Broken Beautiful

Break it down, get up on tiptoe, keep smiling. Breathe, stretch, extend and then go further. Feel the rhythm, melody, moving through you. She must be weightless. She must be delicate. Then she must be strong. Step, plie, fly. There is no room for error. It’s amazing how much dancing feels like a fight. He’s fighting tonight; she can’t remember which ring though. She matches the curve of her spine with her breathing. If she stretches any further, she’ll break. She does it anyway. She doesn’t break. Turn, turn, turn, and hold. She breathes out. The melody sighs its conclusion. She lets it go without her. Her toe is definitely broken. She holds the smile until the curtain falls.
Her shoes are bloody when the ribbons are unlaced. It’s alright, she can soak her feet in ice for this song. She can rest for a moment. Her teacher scoffs at the boxing glove tattooed on her ankle. She always does. The others help her tape up the toe, and she changes costume, then smiles. The curtain rises, she goes out. She is breathtaking, glamorous. The little girls in the front don’t see her bruises. The bored husbands don’t know her stance would cripple every one of them in seconds. The critics see everything. With pursed lips, they scribble in note pads and formulate their headlines and opening sentences. She doesn’t hold her breath for their applause, she doesn’t need it. She is glory incarnate, as she rises en pointe.

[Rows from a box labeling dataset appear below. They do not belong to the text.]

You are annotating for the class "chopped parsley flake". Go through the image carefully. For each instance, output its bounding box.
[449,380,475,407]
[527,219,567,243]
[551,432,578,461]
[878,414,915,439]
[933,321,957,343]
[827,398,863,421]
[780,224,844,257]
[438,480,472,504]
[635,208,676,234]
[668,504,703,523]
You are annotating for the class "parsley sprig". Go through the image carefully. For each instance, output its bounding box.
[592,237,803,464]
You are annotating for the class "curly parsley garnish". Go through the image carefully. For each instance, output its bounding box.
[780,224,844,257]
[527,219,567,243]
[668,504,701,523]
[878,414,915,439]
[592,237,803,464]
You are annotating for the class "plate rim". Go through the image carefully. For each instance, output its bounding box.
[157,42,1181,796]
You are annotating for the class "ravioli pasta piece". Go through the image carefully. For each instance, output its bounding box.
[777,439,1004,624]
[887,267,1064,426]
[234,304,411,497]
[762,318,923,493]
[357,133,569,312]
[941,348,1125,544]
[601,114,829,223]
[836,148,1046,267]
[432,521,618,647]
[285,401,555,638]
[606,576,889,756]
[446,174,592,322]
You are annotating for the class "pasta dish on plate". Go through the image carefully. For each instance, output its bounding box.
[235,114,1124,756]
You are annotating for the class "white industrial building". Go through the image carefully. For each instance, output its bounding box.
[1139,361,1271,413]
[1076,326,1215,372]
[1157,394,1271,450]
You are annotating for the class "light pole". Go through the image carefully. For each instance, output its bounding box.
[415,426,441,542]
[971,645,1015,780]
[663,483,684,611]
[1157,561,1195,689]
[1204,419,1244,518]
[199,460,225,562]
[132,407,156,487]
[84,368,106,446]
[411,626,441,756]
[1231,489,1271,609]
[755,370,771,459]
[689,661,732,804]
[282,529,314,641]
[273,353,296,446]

Music swells and falls, and she can almost see him in the crowd. There’s no change in her movements as she thinks of the last time he watched her dance. Her control is ironclad, nothing gets through. Bend, twist, smile, flourish. Fly. The arms that hold her aren’t his, but they do their job. They lift her up and she surveys her kingdom. She knows one word the critics will use tomorrow. They will call her radiant. In the blinding lights and amidst the sparkling costumes, she knows she is. Her blood and tears went into every practice, until she could do nothing wrong. Every bandage, and early class. Every longing for five more minutes in bed. Every 4 a.m. run. She is radiant, because she made herself so. The music stops, the applause doesn’t.
An hour away, he wraps his knuckles in the changing room. His trainer talks through their strategy and the competition. He doesn’t listen. He’s heard it all before. He knows this guy in and out; knows where he’s weakest and where to avoid. He lets the trainer talk anyway, placing a kiss on the ballet slipper tattooed on his wrist before the wrap covers it. It’s the closest he can get to being with her tonight. It’s a small tattoo hidden in the maze of geometric shapes and watercolor splotches that is his right arm. It’s his favorite though. Headphones go in, and heavy bass pours out. He can’t hear the trainer, can’t hear the crowd. He can’t smell the beer and the street food that wafts up from the seats. All he hears is rhythm, all he smells is sweat, all he feels is anticipation. His heartbeat rises, he’s excited. He’s excited for more than the prize money, more than that feeling of his opponent hitting the mat. He’s excited for the fight.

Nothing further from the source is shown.